Compiling a graph specification may take a noticeable amount of time, largely due to resource allocation (e.g., GPU memory) and tasks initialization (e.g., opening camera connections, preparing FFT plans). This is a one-time cost paid before execution. It can be amortized on updates by reusing the same compiled graph multiple times. Doing so triggers an update instead of a full recompile, which is much faster as it skips nodes that have not changed, and may reuse resources for some tasks.
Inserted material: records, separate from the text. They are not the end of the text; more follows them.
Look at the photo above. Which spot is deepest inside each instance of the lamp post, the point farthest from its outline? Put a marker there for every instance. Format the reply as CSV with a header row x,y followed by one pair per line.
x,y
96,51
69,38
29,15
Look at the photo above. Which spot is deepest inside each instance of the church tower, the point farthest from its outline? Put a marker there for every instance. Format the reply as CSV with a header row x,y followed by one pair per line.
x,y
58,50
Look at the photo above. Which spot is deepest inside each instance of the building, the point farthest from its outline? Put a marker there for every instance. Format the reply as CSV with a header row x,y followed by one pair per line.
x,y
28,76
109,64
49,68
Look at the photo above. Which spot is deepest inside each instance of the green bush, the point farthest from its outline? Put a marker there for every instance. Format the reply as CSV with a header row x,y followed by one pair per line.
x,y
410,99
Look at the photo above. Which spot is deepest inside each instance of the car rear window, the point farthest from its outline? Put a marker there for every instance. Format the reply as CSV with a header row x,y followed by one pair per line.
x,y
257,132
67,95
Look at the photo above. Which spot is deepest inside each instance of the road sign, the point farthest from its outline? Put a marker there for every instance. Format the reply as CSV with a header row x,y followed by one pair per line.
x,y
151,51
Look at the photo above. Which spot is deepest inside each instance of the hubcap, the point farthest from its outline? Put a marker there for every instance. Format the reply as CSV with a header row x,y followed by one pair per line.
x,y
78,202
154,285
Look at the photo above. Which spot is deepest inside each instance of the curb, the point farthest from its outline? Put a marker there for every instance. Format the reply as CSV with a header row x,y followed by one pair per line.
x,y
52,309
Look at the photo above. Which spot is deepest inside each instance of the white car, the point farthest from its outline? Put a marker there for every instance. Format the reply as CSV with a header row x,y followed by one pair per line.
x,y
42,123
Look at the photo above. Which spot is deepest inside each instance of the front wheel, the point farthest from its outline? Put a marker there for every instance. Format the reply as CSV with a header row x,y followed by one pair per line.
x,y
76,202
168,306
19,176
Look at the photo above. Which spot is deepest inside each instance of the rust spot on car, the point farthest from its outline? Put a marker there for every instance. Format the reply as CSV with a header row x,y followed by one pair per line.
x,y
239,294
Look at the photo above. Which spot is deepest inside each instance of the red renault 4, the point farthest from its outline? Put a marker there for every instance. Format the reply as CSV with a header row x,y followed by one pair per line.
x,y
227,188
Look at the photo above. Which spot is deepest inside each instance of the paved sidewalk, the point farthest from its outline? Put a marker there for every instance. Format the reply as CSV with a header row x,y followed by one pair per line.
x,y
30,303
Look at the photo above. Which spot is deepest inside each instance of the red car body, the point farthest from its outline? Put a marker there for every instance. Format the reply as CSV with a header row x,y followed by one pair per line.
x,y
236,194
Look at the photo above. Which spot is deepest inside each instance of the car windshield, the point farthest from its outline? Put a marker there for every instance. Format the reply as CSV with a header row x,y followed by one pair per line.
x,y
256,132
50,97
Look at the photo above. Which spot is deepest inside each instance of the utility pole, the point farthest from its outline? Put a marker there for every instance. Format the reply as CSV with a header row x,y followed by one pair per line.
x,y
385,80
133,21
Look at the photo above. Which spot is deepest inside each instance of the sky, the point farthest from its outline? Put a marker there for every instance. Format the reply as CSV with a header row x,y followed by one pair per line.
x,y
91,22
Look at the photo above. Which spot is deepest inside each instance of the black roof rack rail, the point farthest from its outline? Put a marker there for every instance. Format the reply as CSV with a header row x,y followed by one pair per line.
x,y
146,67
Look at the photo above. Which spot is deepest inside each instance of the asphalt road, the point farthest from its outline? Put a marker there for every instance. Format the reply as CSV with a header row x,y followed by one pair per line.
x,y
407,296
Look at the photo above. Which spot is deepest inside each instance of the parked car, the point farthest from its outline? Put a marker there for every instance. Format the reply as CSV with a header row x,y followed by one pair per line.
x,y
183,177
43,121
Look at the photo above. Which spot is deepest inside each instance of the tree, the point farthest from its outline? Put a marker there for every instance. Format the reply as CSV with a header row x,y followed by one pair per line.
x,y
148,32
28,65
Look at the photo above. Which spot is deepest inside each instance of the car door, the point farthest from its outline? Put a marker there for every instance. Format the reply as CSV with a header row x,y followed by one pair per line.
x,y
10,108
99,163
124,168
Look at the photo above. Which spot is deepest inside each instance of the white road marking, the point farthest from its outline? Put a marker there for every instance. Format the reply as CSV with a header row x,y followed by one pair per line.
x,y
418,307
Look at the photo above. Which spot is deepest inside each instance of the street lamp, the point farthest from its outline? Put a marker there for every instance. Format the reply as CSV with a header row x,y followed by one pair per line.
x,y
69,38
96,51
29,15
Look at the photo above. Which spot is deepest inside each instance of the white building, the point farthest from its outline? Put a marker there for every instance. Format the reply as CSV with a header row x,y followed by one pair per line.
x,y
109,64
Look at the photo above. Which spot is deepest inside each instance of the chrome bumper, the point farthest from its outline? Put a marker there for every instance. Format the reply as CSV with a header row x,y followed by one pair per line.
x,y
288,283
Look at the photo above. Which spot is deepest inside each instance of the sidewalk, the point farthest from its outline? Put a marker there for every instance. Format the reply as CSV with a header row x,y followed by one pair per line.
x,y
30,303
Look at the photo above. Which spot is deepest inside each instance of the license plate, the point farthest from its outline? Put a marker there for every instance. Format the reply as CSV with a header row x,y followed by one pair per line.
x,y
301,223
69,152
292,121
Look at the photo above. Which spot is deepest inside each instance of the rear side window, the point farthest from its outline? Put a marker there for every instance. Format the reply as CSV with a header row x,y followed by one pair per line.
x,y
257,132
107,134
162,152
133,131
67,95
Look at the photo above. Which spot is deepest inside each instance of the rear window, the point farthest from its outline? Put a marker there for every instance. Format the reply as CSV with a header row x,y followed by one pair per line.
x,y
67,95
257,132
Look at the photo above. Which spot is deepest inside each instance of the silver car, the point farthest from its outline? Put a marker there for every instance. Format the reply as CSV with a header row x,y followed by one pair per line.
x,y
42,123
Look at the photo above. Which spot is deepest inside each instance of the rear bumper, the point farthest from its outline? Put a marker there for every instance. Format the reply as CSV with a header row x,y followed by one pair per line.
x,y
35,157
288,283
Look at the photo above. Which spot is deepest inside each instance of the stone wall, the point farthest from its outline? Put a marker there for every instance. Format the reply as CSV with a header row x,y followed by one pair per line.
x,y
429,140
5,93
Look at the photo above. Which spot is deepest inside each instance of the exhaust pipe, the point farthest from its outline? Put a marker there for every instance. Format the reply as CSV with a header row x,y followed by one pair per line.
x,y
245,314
The compilation process also performs validation, ensuring that the graph is well-formed and that all tasks can be executed with the given settings. Each task is responsible for validating its own settings and exposes metadata about its outputs given those settings and inputs. This is the signature of a task. The compiler uses these signatures to ensure that connected nodes are compatible. Therefore, a graph is guaranteed to be semantically valid once compiled.

Code Example

Here is a simple compilation in C++ using the Holoflow API:

#include <holoflow/runtime/compiler.hh>

using Compiler = holoflow::runtime::Compiler;

void compile_graph() {
  auto graph_spec = create_graph_spec();
  auto registry = create_registry();
  Compiler compiler(registry);

  decltype(compiler.compile(graph_spec)) compiled_graph = nullptr;

  // First-time compilation
  try {
    compiled_graph = compiler.compile(graph_spec);
  } catch (const std::exception& e) {
    std::cerr << "Graph compilation failed: " << e.what() << std::endl;
    return;
  }

  // Subsequent update (if graph_spec has changed)
  auto new_spec = create_graph_spec(); // or modify the existing one
  try {
    compiled_graph = compiler.compile(new_spec, std::move(compiled_graph));
  } catch (const std::exception& e) {
    std::cerr << "Graph update failed: " << e.what() << std::endl;
    return;
  }
}

Execution

The holoflow scheduler is started with those three components and executes the graph accordingly. It is also responsible for runtime metrics collection. Its API remains very simple, with only three main methods:

  • start(): starts execution of the graph. (non-blocking)
  • stop(): stops execution of the graph. (non-blocking)
  • wait(): blocks until execution is fully stopped.

Code Example

Here is a simple execution in C++ using the Holoflow API:

#include <holoflow/runtime/graph_exec.hh>
#include <thread>
#include <chrono>

using Scheduler = holoflow::runtime::Scheduler;

int main() {
  auto graph_spec = create_graph_spec();
  auto registry = create_registry();
  Compiler compiler(registry);
  auto compiled_graph = compiler.compile(graph_spec);

  Scheduler scheduler(compiled_graph->graph, compiled_graph->sections, compiled_graph->resources);

  scheduler.start();
  std::this_thread::sleep_for(std::chrono::seconds(10)); // Let it run for 10 seconds
  scheduler.stop();
  scheduler.wait();
}

Warning

The GraphPlan, Sections and Resources returned by the compiler must be kept alive while the scheduler is running. Therefore the Scheduler should be recreated if the graph is updated.